Rostow am Don. Michael Oenning, ehemaliger HSV-Bundesligatrainer, erkannte in Hamburg früh das Talent des damals 17-Jährigen

    Das erste Mal vergisst man nicht. Auch nicht Heung-Min Son. Der Südkoreaner, der an diesem Mittwoch (16 Uhr/ZDF und Sky) mit den „Red Devils“ im Vorrundenfinale auf Deutschland trifft, war seinerzeit 17 Jahre alt. Und natürlich ziemlich aufgeregt. Als Son dann zum ersten Mal beim Profitraining des HSV mitmachen durfte, kam Co-Trainer Michael Oenning auf ihn zu. „Ich zeigte ihm Ruud van Nistelrooy“, erinnert sich Oenning. „Dann sagte ich ihm: Spiel ihm immer den Ball zu. Dann wird es dir gut gehen.“ Doch gleich in der ersten Szene im Abschlussspielchen vergaß Son Oennings Rat. Der Südkoreaner bekam den Ball, dribbelte die gesamte Abwehr schwindelig und schoss ins Tor. „Und genau in der Sekunde ist ihm wieder mein Ratschlag eingefallen“, erinnert sich Oenning und schmunzelt. Statt zu jubeln, griff sich Son also an den Kopf, lief zu van Nistelrooy und entschuldigte sich.

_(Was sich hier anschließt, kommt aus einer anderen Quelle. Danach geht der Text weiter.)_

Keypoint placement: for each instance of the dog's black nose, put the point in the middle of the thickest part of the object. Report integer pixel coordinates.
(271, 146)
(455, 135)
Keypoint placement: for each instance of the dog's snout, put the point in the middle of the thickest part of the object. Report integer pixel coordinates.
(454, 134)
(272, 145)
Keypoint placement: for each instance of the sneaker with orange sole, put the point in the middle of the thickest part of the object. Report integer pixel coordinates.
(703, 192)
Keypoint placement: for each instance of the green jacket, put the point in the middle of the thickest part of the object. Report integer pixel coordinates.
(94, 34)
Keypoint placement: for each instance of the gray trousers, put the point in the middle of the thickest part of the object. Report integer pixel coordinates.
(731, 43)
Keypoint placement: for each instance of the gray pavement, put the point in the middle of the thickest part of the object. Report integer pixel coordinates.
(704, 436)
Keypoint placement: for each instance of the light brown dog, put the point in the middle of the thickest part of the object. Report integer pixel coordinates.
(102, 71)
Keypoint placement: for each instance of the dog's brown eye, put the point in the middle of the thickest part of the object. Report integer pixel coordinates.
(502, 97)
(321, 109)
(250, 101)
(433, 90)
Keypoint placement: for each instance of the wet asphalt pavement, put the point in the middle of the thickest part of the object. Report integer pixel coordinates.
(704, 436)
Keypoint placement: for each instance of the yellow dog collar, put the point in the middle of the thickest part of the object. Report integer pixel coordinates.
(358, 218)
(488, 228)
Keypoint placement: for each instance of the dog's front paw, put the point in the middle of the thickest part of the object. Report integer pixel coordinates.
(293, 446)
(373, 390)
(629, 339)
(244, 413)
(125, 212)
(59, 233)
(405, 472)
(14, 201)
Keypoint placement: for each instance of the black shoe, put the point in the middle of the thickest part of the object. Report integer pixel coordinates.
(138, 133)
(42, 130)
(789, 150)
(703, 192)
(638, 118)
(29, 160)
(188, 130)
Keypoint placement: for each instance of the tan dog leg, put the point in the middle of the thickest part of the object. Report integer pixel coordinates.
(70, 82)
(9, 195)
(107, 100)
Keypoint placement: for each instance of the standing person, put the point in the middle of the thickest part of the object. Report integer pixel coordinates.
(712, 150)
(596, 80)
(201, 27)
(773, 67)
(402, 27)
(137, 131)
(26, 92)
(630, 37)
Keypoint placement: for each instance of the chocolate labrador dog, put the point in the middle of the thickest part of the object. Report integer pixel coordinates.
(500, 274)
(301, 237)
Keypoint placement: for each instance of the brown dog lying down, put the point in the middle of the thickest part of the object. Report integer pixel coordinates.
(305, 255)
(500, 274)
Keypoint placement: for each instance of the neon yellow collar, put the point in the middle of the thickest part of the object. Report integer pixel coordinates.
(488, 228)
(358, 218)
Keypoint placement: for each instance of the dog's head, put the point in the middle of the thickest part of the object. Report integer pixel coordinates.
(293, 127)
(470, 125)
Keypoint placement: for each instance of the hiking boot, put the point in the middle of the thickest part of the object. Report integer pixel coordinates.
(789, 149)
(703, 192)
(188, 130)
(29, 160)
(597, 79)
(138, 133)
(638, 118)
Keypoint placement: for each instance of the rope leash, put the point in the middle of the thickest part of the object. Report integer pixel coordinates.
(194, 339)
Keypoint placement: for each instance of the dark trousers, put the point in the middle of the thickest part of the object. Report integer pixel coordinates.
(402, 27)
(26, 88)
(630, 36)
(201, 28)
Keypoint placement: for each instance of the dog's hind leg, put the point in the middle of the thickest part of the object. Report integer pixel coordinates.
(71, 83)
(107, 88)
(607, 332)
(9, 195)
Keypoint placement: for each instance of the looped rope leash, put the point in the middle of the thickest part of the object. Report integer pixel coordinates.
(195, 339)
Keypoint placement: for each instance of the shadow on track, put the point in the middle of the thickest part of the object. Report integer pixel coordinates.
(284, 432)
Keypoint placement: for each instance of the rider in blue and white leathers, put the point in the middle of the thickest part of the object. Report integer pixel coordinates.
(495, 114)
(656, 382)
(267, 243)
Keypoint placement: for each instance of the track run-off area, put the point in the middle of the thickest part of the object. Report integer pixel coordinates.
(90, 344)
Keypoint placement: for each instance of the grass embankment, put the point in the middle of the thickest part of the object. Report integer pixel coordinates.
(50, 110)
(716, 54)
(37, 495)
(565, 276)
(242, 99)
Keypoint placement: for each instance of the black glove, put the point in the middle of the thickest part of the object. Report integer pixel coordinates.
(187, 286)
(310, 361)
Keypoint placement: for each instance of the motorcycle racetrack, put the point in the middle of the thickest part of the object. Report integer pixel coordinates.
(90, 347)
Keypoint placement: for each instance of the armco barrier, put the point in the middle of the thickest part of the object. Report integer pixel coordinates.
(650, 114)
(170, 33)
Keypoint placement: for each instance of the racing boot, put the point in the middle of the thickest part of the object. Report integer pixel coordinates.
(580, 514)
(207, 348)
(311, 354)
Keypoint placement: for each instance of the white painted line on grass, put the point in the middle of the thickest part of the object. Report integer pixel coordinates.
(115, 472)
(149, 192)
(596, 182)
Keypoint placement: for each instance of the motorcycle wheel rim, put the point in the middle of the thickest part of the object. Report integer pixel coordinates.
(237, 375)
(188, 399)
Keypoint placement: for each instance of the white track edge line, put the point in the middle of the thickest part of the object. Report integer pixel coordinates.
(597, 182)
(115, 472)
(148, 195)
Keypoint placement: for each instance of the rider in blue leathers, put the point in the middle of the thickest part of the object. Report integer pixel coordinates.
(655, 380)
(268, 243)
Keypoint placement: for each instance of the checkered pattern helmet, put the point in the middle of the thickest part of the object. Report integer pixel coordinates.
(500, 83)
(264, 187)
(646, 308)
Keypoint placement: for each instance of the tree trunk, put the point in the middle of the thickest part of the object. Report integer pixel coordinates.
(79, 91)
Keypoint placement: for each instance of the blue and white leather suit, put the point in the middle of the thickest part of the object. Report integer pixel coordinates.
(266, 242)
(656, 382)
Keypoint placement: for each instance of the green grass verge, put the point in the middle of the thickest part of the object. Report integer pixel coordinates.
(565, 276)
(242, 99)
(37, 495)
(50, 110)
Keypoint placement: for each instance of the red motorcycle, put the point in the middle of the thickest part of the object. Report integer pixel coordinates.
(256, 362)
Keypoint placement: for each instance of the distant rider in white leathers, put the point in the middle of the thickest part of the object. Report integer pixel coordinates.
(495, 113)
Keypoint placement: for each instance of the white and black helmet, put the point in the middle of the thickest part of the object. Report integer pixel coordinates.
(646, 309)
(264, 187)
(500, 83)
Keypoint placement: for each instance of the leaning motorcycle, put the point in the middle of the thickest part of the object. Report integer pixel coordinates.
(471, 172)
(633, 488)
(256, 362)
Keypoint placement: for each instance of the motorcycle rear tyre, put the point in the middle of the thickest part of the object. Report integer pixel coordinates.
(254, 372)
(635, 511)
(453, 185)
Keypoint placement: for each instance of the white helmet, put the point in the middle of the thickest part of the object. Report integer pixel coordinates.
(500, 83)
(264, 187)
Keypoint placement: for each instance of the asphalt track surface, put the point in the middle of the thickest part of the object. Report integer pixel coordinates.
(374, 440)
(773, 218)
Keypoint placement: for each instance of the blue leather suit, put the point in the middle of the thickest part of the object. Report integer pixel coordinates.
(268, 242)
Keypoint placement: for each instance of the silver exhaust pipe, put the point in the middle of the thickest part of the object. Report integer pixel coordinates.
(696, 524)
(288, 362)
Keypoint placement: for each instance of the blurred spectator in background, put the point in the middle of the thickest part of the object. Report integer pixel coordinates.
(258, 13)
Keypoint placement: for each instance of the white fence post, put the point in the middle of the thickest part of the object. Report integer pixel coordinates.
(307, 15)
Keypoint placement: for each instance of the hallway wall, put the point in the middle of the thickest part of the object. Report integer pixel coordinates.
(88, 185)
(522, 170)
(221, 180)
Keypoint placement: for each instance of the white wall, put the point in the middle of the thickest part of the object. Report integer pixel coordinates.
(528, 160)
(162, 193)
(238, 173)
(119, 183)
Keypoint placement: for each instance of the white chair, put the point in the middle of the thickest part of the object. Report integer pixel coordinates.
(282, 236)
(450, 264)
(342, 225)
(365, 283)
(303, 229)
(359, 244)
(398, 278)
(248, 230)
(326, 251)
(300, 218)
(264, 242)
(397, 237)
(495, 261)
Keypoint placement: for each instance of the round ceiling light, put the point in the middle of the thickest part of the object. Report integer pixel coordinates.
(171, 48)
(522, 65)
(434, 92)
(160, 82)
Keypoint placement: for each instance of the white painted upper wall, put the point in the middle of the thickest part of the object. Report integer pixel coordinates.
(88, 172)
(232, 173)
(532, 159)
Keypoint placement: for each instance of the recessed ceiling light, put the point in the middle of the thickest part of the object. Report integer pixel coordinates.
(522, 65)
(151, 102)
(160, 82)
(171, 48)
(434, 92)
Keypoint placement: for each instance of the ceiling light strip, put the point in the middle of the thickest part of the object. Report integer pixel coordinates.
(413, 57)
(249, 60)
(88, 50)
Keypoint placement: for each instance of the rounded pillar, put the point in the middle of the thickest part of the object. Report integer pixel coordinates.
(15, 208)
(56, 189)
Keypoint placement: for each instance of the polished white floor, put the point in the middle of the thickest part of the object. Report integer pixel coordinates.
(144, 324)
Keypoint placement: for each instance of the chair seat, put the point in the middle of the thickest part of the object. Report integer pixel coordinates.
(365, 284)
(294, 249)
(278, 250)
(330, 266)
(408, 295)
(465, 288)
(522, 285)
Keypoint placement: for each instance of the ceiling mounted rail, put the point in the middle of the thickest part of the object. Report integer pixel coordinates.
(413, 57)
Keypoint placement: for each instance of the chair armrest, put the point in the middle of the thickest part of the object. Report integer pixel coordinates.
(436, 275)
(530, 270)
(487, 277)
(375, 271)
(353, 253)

    Acht Jahre später sitzt Oenning im Café Elbgold im Hamburger Schanzenviertel und muss über die Szene von damals lachen. „Sonny ist ein ganz besonderer Spieler. Das war mir schon klar, als ich ihn das erste Mal gesehen habe.“ Das war im Sommer 2010. Der HSV hatte gerade Bruno Labbadia als Cheftrainer entlassen und noch keinen Nachfolger gefunden. Oenning war allerdings schon als Co-Trainer eingestellt und schaute sich nach und nach alle Jugendmannschaften des HSV an. „Sonny fiel mir sofort auf“, sagt Oenning. Als wenige Wochen später Armin Veh als Labbadia-Nachfolger verpflichtet wurde, riet Oenning: „Den müssen wir zum Profi machen.“

    Frisch geduscht steht der Profi Son acht Jahre später in den Katakomben des Stadions von Rostow am Don. 1:2 hat Südkorea gerade gegen Mexiko verloren. Son muss viele Fragen beantworten. Sein Kopf ist gebeugt, die Augen sind leer. Ein Lächeln huscht ihm erst über das Gesicht, als er auf Michael Oenning, sein erstes Profitraining und den Beginn seiner Karriere angesprochen wird. „Michael war wie ein Papa für mich. Er hat mir unheimlich viel geholfen“, sagt Son, der noch immer eine SMS-Freundschaft mit dem heutigen Trainer von Vasas Budapest pflegt.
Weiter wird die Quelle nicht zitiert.